Tuesday, January 15, 2013

No. 680: Reducing power consumption of an LSI to less than one hundredth (January 16, 2013)

NTT and Tokyo Institute of Technology developed a technology to reduce power consumption of an LSI to less than one hundredth. Because light can transmit a signal with a considerably smaller amount of energy than an electron, application of light signals has spread to the short distance communications between computers. However, it is necessary to control such a short spectrum about 10 nanometers to use light signals inside an LSI.

The two organizations successfully developed an infrastructure technology to handle light signals even in the nano region. They created a physical phenomenon called plasmon that vibrates by the concentration difference between the part with a large number of electrons and that with a small number of electrons inside graphene (sheet-shaped carbon molecules) known as an advanced material made of carbon. The two organizations plan to build a trial product in less than two years. The research results were published in the latest issue of the British science magazine “NatureCommunications.” 

 Relations between increasing performance and 
increasing power consumption of a system LSI 

Friday, January 11, 2013

No. 679: Creating a heat-resistant plastic using euglena (January 10, 2013)

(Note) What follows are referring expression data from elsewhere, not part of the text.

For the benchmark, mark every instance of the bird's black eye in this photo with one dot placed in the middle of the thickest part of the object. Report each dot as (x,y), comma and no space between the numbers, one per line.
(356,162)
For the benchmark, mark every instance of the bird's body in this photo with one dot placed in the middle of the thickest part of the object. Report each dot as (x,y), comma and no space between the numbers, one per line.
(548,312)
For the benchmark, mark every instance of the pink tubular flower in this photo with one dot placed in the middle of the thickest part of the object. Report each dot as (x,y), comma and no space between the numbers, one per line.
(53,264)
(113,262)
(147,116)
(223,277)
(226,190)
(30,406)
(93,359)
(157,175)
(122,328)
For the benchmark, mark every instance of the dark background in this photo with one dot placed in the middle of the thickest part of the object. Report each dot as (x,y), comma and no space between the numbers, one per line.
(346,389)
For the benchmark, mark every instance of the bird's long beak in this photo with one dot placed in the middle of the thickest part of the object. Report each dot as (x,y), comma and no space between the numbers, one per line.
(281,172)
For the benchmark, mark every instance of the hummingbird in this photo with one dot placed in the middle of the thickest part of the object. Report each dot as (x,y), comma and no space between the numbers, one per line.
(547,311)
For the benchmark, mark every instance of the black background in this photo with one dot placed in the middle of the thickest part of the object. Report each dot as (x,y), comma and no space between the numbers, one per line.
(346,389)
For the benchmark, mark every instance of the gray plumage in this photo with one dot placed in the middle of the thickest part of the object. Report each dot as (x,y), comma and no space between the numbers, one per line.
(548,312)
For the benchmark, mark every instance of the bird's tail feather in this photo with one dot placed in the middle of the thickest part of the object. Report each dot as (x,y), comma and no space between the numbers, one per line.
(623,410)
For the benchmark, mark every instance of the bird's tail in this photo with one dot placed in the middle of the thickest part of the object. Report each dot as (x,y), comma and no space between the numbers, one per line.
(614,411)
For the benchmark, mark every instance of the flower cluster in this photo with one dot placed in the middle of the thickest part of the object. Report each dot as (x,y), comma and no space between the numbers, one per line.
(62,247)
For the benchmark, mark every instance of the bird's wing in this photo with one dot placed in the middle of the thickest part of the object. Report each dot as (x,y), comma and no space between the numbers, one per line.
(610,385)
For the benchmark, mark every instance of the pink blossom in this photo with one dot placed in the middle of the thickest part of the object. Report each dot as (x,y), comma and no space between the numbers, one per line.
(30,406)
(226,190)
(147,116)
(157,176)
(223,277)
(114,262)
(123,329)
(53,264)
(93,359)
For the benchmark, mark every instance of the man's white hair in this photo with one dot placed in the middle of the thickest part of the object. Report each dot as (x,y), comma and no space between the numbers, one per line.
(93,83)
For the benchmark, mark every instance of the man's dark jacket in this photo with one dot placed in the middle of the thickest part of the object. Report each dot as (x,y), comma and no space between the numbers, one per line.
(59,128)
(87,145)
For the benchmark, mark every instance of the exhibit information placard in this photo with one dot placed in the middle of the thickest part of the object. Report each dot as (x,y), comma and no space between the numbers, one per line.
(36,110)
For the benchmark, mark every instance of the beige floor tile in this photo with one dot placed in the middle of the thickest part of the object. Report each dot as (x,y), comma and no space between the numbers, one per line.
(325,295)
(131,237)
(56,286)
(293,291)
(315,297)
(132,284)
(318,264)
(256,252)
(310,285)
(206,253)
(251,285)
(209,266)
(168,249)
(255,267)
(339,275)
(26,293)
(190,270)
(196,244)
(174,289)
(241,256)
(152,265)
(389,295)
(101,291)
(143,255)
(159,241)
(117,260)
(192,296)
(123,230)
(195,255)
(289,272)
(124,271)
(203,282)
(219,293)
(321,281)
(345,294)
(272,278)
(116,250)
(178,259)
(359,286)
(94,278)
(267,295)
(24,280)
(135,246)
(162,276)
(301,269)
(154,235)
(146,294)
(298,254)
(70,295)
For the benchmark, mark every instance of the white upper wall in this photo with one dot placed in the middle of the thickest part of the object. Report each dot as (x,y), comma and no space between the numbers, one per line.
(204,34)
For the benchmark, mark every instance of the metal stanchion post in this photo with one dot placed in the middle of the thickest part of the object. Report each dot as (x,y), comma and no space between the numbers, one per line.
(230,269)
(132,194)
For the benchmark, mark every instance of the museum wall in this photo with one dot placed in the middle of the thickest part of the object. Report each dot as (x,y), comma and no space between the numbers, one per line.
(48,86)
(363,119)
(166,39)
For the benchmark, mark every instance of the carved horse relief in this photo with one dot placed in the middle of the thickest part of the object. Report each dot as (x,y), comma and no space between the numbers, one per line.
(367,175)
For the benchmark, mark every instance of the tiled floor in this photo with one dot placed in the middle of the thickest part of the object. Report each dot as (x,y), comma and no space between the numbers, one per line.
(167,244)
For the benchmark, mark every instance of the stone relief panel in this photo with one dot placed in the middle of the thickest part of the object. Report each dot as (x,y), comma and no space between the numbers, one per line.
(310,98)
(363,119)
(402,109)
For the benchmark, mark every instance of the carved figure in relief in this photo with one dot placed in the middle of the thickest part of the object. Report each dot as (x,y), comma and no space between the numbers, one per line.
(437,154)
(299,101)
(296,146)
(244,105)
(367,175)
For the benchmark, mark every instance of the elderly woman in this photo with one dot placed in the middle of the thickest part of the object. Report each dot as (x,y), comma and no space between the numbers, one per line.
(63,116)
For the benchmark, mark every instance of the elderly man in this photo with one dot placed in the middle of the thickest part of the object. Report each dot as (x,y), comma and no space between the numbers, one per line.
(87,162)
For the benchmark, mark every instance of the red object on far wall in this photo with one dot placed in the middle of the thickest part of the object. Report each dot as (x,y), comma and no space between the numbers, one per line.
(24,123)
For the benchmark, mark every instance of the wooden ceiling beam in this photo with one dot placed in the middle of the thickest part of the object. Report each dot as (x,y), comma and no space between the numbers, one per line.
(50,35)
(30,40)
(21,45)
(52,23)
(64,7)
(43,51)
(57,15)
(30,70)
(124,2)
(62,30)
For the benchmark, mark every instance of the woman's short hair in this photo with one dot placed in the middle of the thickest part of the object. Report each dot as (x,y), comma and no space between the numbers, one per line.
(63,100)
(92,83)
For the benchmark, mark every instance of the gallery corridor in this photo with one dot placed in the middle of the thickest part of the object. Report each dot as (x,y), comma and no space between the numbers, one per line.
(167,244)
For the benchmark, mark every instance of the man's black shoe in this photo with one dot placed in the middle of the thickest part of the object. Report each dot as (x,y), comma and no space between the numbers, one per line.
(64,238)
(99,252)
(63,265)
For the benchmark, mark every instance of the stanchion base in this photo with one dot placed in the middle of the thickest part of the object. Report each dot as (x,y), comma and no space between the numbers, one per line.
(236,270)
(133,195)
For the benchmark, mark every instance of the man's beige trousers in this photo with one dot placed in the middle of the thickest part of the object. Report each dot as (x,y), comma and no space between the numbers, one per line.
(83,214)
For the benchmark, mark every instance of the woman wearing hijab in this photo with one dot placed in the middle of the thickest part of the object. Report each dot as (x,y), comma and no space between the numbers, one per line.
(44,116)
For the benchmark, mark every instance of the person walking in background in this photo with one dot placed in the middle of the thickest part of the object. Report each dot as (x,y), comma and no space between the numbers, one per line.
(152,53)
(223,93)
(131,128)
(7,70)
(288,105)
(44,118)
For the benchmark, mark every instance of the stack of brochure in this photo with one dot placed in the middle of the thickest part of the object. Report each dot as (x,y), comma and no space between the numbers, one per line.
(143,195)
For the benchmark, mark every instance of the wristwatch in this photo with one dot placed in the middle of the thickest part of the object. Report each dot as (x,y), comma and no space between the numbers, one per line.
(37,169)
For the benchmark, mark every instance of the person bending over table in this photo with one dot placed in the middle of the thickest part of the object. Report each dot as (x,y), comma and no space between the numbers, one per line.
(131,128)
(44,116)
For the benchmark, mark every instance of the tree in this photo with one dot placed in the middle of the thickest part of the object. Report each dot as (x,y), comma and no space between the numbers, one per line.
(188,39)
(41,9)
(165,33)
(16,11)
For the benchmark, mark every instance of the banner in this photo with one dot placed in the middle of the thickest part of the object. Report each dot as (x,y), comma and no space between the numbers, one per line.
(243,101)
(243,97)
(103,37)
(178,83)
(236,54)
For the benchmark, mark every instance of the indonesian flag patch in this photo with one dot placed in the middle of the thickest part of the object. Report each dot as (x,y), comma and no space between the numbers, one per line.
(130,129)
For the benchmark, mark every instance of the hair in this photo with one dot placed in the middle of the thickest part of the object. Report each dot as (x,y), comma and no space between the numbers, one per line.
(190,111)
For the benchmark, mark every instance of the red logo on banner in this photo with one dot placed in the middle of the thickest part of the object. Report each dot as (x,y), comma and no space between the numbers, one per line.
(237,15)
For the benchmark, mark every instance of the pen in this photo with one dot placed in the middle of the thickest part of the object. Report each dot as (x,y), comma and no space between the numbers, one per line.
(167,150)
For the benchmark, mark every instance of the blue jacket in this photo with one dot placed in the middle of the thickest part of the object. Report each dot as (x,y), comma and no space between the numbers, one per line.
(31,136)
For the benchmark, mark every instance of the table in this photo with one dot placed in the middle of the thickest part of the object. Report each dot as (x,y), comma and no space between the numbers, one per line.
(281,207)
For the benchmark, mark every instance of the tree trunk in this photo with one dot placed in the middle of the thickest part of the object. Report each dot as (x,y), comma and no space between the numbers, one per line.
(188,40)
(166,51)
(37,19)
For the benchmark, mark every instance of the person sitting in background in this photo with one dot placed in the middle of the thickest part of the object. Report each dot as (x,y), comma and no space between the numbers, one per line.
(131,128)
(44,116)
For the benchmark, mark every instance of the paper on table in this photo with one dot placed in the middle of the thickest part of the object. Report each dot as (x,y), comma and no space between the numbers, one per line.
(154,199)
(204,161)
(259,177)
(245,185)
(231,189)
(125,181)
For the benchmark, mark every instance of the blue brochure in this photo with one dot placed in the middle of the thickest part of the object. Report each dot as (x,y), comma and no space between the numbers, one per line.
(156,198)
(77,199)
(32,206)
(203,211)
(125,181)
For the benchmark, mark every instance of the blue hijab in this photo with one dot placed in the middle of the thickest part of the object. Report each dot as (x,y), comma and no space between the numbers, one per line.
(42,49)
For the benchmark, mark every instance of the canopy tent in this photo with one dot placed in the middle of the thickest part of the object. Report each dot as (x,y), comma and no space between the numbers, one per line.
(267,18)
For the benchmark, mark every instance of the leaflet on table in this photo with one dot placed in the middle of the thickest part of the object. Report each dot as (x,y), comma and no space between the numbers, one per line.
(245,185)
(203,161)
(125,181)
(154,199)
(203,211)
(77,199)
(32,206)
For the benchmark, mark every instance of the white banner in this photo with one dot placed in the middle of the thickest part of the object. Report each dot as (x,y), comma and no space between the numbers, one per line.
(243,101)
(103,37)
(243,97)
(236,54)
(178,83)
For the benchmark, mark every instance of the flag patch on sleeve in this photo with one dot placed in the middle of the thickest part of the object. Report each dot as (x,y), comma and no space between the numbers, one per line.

NEC, AIST, and University of Miyazaki jointly developed a heat-resistant plastic using the component of euglena as the main raw material. It has a higher degree of heat resistance than bio plastic made of polylactate. The research team created this plastic by adding fat element extracted from peanut husks to the polysaccharide produced by euglena. It does not become squishy even at such a high temperature as 120 degrees centigrade. It is more than two times stronger to heat than polylactate and nylon 11. It can be processed as easily as the existing bio plastics and standard plastics.

Euglena is about 50 micrometers long and 10 micrometers wide. It proliferates eating glucose. At the same time, it can be increased through photosynthesis using sunlight and carbon dioxide. Because it can be cultured using safe effluent from food plants, energy necessary for the production of plastics can be reduced. The research team plans to increase the strength to put it into practical use at an early date.    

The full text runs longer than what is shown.